多くのUNIX系カーネルと違って、Hurdはマイクロカーネルの上に構築された、サーバ-クライアントアーキテクチャを採用している。このマイクロカーネルは、もっとも基本的なカーネルのサービスを提供するのに用いられており、それはハードウェアへのアクセスを調整することである。これには、CPU(プロセスマネジメントとスケジューリングを通じて)、RAM(メモリ管理を通じて)、音声、グラフィックス、マスストレージなど、その他多様なインプット/アウトプットデバイス(I/Oスケジューリングを通して)の調整が含まれる。マイクロカーネルの設計理論は、全てのデバイスドライバに、ユーザースペースで動くサーバーとしてビルトされることを許すが、今日多くのドライバーは依然としてGNU Machのカーネルスペースに含まれている。

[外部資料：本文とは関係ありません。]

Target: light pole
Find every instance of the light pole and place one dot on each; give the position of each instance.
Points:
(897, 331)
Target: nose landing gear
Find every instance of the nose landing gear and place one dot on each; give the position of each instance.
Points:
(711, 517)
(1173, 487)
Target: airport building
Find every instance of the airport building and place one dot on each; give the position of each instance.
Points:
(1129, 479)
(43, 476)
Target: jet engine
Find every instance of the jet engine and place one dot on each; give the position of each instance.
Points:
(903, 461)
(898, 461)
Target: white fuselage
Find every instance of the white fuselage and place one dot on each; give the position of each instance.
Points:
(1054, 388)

Hurdの開発者によると、マイクロカーネルベースの設計の利点は、システムを拡張することができることである。これは、新しいモジュールを開発するとき、残りの部分のカーネルに関する深い知識を必要とせず、ひとつのモジュールにあるバグがシステム全体をクラッシュさせることもない。Hurdはtranslatorsという概念を提供しており、これは機能的にファイルシステムを拡張するモジュールのフレームワークである。
2004年以降、Hurdをさらにモダンなマイクロカーネルにポートする努力が行われている。これにはL4マイクロカーネルやCoyotosマイクロカーネルなどを含む。
Debianのドキュメンテーションによると、18のコアサーバと6のファイルシステムサーバからなる24のサーバが存在している。それは以下の通りである。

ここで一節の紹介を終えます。